1 hour ago, swansont said:

c is invariant, which means it's the same in all inertial reference frames. If you are at a fixed location in a gravitational field, you are in an accelerated frame, not an inertial one. You will locally measure c to be the same, but that might not be the case if you measure it in reference to some other frame.

The difference, though, might be negligible with regard to the precision of a measurement you are making.

please explain how c can be constant everywhere in the universe, given that;

mass=gravity/weight

therefore

c=√e/(gravity/weight)

so c varies if gravity varies. 

Edited March 3, 2022 by Jalopy

[exchemist]

6 minutes ago, Jalopy said:

even so,

gravity =weight/mass 

therefore

c=√e/m =√e/(gravity/weight)

so c varies if gravity varies. 

c on earth is not the same as c on venus. 

c in outer space is.....null 

wow. 

That would explain why outer space is so dark.

please explain how c can be constant everywhere in the universe, given that;

mass=gravity/weight

therefore

c=√e/(gravity/weight)

so c varies if gravity varies. 

So you simply dismiss my correction of your wrong statement by saying "even so"and just repeating the silly error.  

This is a waste of time. 

[swansont]

10 minutes ago, Jalopy said:

please explain how c can be constant everywhere in the universe

I don't know how you would expect me to do that, when I have told you that it's not, and conditions under which it fails to hold.

[Jalopy]

2 minutes ago, exchemist said:

So you simply dismiss my correction of your wrong statement by saying "even so"and just repeating the silly error.  

This is a waste of time. 

mass=gravity/weight

therefore

c=√e/(gravity/weight)

so c varies if gravity varies. 

in outer space, gravity = 0, therefore c = infinity.

true or false?

Edited March 3, 2022 by Jalopy

[exchemist]

1 minute ago, Jalopy said:

I rescind my 'even so' and venture the following response

please explain how c can be constant everywhere in the universe, given that;

mass=gravity/weight

therefore

c=√e/(gravity/weight)

so c varies if gravity varies. 

...[click]....

[Jalopy]

1 minute ago, exchemist said:

...[click]....

that doesnt explain anything!

4 minutes ago, swansont said:

I don't know how you would expect me to do that, when I have told you that it's not, and conditions under which it fails to hold.

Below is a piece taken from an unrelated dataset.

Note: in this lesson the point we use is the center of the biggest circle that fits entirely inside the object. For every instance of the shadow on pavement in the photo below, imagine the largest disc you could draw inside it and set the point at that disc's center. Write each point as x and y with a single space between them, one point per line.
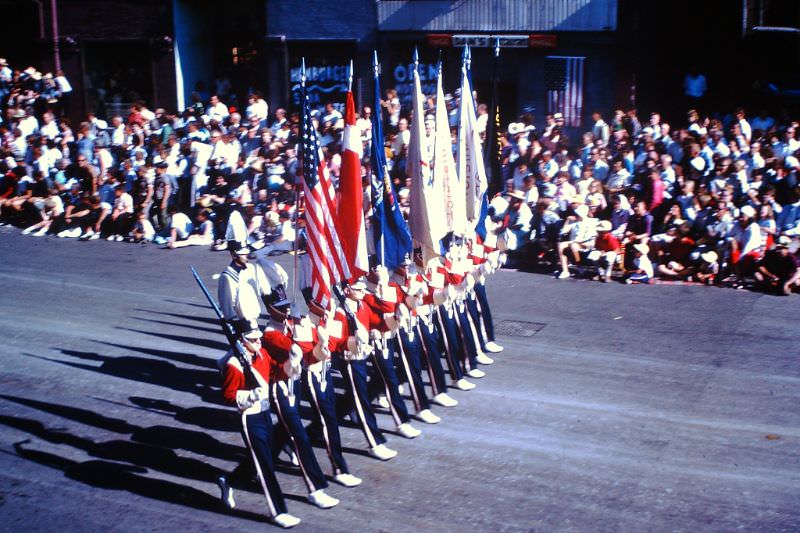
206 343
115 476
180 357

is this conclusion correct, that

since

c=√e/(gravity/weight)

in outer space, gravity = 0,

therefore c = infinity in outer space.

 

[swansont]

5 minutes ago, Jalopy said:

 

is this conclusion correct, that

since

c=√e/(gravity/weight)

in outer space, gravity = 0,

therefore c = infinity in outer space.

 

No, since mass=gravity/weight is nonsense, as I have explained in another thread. Nothing valid can be derived from it.

[Jalopy]

15 minutes ago, swansont said:

No, since mass=gravity/weight is nonsense, as I have explained in another thread. Nothing valid can be derived from it.

I corrected that typo! Here's my fresh theory

m= w/g

therefore 

c=√e/(w/g)

in outer space, g = 0

therefore

c=√e/(w/0)

c=√e/infinity

c=0 

That means, if a light beam was passed through outer space, it would stop moving and yet exist, for energy cannot be created or destroyed.

Then if gravity were thrust upon it, it would start moving, but slowly. 

That would explain how Einstein actually took a ride on a light beam, that's how he did it!  It was a slow moving light beam 

 

Edited March 3, 2022 by Jalopy

[swansont]

Dividing by zero is undefined, which is what happens when you try and use a crappy definition, which is what W/g is.